[Source: Bruce Colbert, Prescott Daily Courier]
With the intensity of an Olympic swimmer, little 6-year-old “Mya” adjusted her swimming goggles, stepped to the rock ledge, and catapulted herself into the air landing about 15 feet below in a cool pool of Oak Creek.
“Yeeeah,” she shouted after popping her head out of the water.
Welcome to a typical summer day at Slide Rock State Park, located about five miles north of Sedona.
“We’ve got people coming from all over the world,” said Ellen Bilbrey, Arizona State Parks Chief Public Information Officer.
Elaine and Graham Norris traveled from England to do some touring, and found themselves this past week marveling at the red rock spires surrounding Slide Rock Park.

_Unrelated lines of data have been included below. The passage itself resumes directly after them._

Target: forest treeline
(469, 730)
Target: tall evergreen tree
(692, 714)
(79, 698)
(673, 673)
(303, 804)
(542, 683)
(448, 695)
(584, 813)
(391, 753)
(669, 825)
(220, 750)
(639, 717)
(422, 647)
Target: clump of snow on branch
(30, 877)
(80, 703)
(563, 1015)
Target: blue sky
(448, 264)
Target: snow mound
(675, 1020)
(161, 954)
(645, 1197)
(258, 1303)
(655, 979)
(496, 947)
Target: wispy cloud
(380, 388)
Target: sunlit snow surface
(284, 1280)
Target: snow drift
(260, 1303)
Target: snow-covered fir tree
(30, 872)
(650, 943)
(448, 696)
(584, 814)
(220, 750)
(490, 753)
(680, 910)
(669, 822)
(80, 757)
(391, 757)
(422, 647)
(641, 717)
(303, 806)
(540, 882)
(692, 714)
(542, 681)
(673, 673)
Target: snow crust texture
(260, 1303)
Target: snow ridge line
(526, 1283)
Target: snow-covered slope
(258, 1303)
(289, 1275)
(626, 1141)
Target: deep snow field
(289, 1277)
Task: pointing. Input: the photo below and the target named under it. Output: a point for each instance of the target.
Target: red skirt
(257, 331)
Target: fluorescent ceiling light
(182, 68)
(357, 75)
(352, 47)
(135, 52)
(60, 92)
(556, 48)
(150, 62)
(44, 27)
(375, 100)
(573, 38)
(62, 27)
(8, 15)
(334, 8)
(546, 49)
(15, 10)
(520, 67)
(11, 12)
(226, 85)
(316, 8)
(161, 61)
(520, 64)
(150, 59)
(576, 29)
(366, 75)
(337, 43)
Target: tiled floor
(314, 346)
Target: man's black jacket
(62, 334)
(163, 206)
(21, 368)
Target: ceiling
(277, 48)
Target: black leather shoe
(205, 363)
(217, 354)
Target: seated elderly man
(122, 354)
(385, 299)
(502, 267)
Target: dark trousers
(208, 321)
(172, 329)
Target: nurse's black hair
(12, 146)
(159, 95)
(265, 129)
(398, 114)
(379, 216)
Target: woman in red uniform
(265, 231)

“We were talking to someone and said we wanted to go see Sedona, and he said, ‘You’ve got to go to Slide Rock, it’s fantastic,'” Graham said in a clipped British accent. “So here we are and he was right.”
However, out of the more than 1,000 visitors per day on weekends (about half that on weekdays) most are local Arizonans who know all about the park and its famous creek. Oak Creek is fed by a spring about seven miles upstream, and with runoff from the surrounding mountains.

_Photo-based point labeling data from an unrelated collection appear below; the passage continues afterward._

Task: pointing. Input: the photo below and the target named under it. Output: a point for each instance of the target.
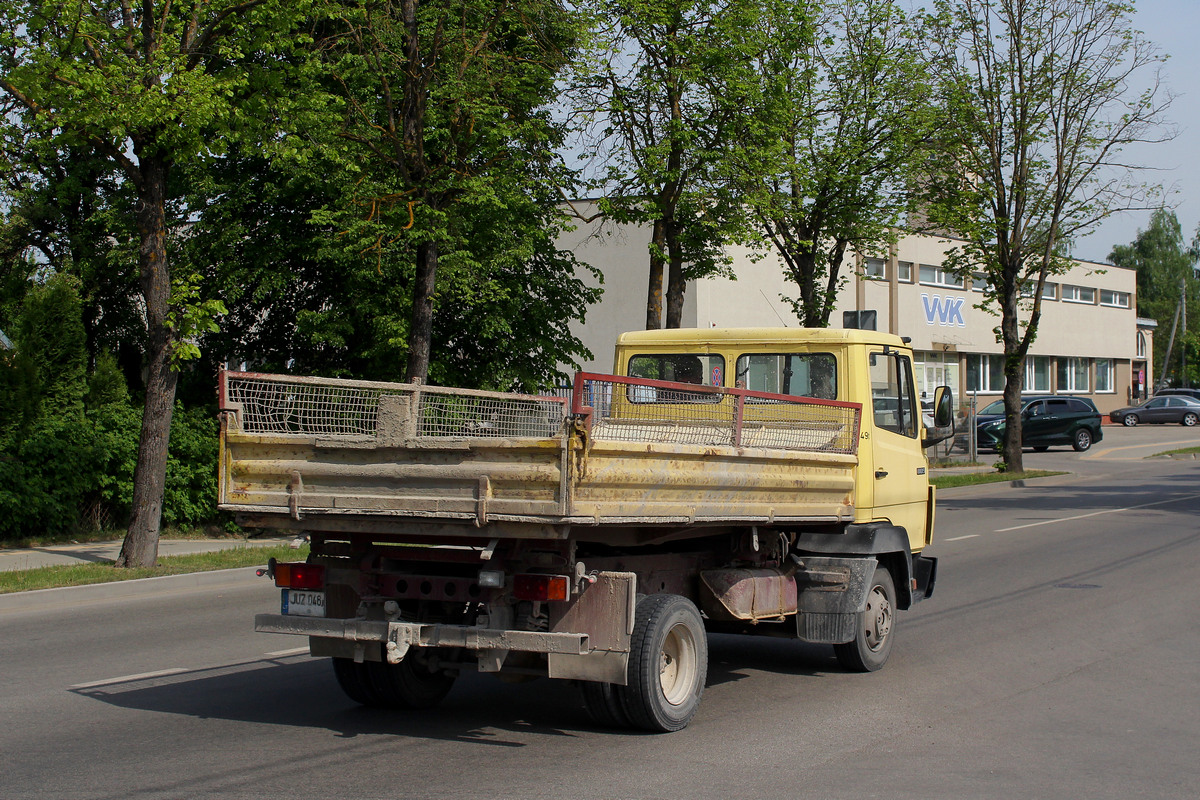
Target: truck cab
(867, 367)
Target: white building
(1091, 341)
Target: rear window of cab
(802, 374)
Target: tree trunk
(676, 283)
(654, 292)
(420, 337)
(141, 546)
(1014, 368)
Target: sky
(1171, 25)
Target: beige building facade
(1091, 342)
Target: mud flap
(605, 612)
(832, 594)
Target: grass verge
(52, 577)
(976, 479)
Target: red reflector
(539, 587)
(300, 576)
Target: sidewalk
(99, 552)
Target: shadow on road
(481, 709)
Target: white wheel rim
(877, 619)
(678, 665)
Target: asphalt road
(1059, 657)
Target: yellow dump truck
(748, 481)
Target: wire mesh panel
(285, 404)
(473, 415)
(274, 404)
(629, 409)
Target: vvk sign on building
(943, 311)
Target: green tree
(445, 138)
(1163, 263)
(832, 138)
(148, 86)
(1038, 108)
(660, 90)
(505, 293)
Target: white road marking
(285, 654)
(1096, 513)
(125, 679)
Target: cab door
(900, 481)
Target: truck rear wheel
(409, 684)
(355, 683)
(871, 645)
(604, 704)
(667, 663)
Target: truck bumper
(397, 637)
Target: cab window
(705, 370)
(803, 374)
(892, 394)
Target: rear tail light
(540, 587)
(300, 576)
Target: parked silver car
(1169, 408)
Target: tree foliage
(447, 149)
(147, 88)
(831, 139)
(1164, 266)
(660, 92)
(1038, 107)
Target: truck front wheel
(873, 644)
(667, 663)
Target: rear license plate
(300, 602)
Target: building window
(1073, 376)
(1078, 294)
(985, 373)
(1114, 299)
(936, 276)
(1104, 382)
(1037, 373)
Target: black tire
(409, 684)
(604, 704)
(871, 645)
(667, 665)
(355, 681)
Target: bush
(76, 471)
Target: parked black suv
(1045, 421)
(1194, 394)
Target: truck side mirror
(943, 417)
(943, 407)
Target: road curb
(123, 589)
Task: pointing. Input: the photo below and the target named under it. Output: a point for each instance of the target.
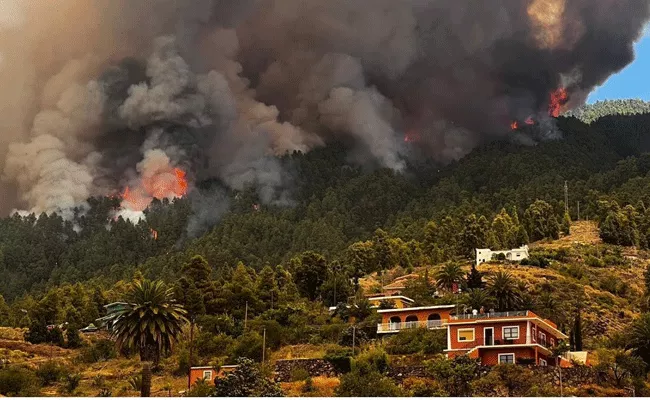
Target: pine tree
(475, 279)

But the pastoral park is not just about the creek.
“There are hiking trails that people can continue on into the Coconino National Forest. There’s rock climbing, picnicking, volleyball, shaded ramadas, fishing, bird watching, photography, a gift shop, and you can have weddings here for an incredibly low price,” Bilbrey said. “It’s like a theme park, except it’s a natural theme park.”

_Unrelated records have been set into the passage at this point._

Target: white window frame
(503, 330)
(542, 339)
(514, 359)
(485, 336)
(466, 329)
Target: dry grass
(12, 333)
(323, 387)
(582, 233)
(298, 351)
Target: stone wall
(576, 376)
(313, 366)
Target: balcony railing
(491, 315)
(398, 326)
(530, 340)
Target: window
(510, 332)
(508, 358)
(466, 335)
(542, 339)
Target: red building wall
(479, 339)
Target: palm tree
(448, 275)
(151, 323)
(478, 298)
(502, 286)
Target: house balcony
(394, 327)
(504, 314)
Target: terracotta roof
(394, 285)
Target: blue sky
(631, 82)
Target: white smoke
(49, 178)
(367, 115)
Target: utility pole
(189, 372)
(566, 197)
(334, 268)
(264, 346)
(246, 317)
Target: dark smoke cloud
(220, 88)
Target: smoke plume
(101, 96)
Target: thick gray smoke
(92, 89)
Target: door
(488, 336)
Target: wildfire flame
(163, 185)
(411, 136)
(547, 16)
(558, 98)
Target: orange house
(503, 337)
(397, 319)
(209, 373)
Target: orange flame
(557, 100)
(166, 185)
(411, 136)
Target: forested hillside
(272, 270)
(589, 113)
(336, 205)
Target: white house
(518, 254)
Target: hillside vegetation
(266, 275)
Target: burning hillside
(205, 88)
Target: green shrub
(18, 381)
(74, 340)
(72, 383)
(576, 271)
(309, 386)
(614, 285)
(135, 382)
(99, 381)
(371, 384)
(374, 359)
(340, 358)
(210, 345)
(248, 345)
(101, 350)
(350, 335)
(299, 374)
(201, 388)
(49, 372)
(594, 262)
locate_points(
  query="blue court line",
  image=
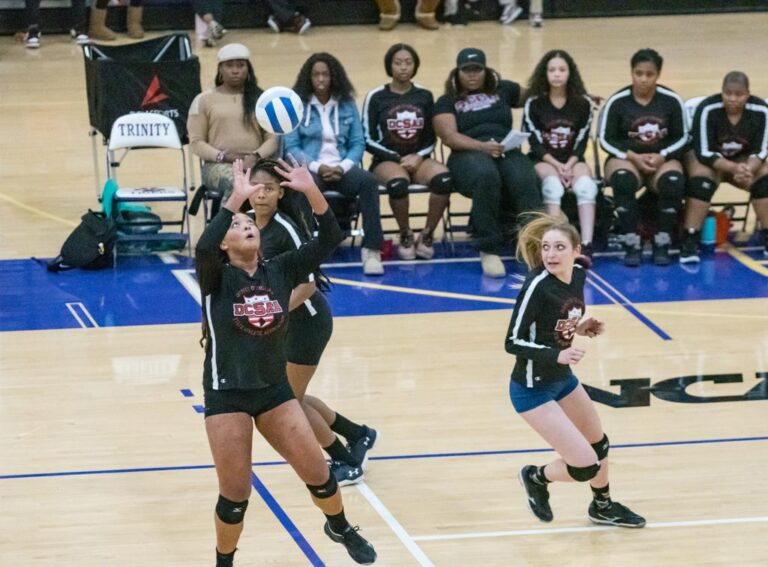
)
(283, 518)
(387, 458)
(625, 303)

Made to order for nature lovers, the park also caters to history buffs.
In 1907, Frank L. Pendley settled in Oak Creek Canyon, planted vegetables and apple and pear orchards on 43 acres of creek side land, and in 1910 took ownership through the Homestead Act.
Pendley’s son, Tom, continued managing the property until 1982 when the family decided to sell it. Gov. Bruce Babbit heard about the sale, bought the property through the Arizona Parklands Foundation, and state officials opened Slide Rock State Park in 1987.
Many of Pendley’s apple trees still produce fruit; his house and cabins still stand; some of his farm equipment still works; the apple sorter still sorts; and his hand-built irrigation system still irrigates.
“We’ve got 13 different species of apples and get phenomenal apples in the fall,” Bilbrey said. “During the fall Apple Festival, if we’ve got a crop, you can pick your own heritage apples.”
Although the park is open year-round, Bilbrey said that for some people, winter is the time to go.
“If you are a photographer, the fall and winter are absolutely gorgeous,” Bilbrey said. “And there are hardly any people then.”
If you go to the park for a summer swim, Bilbrey cautions parents that there are no lifeguards on duty, but park rangers patrol the slide area on a regular basis.
“All the rangers are first responders, and I’ve never heard of a drowning in at least 15 years,” she added.
It costs $20 per vehicle to visit the park. Park hours are 9 a.m. to 7 p.m. through Labor Day weekend, and then rangers shorten the hours. To get to the park from Prescott, which is about 70 miles north, drive Highway 89A north, or I-17 north and exit at SR 179 to Sedona.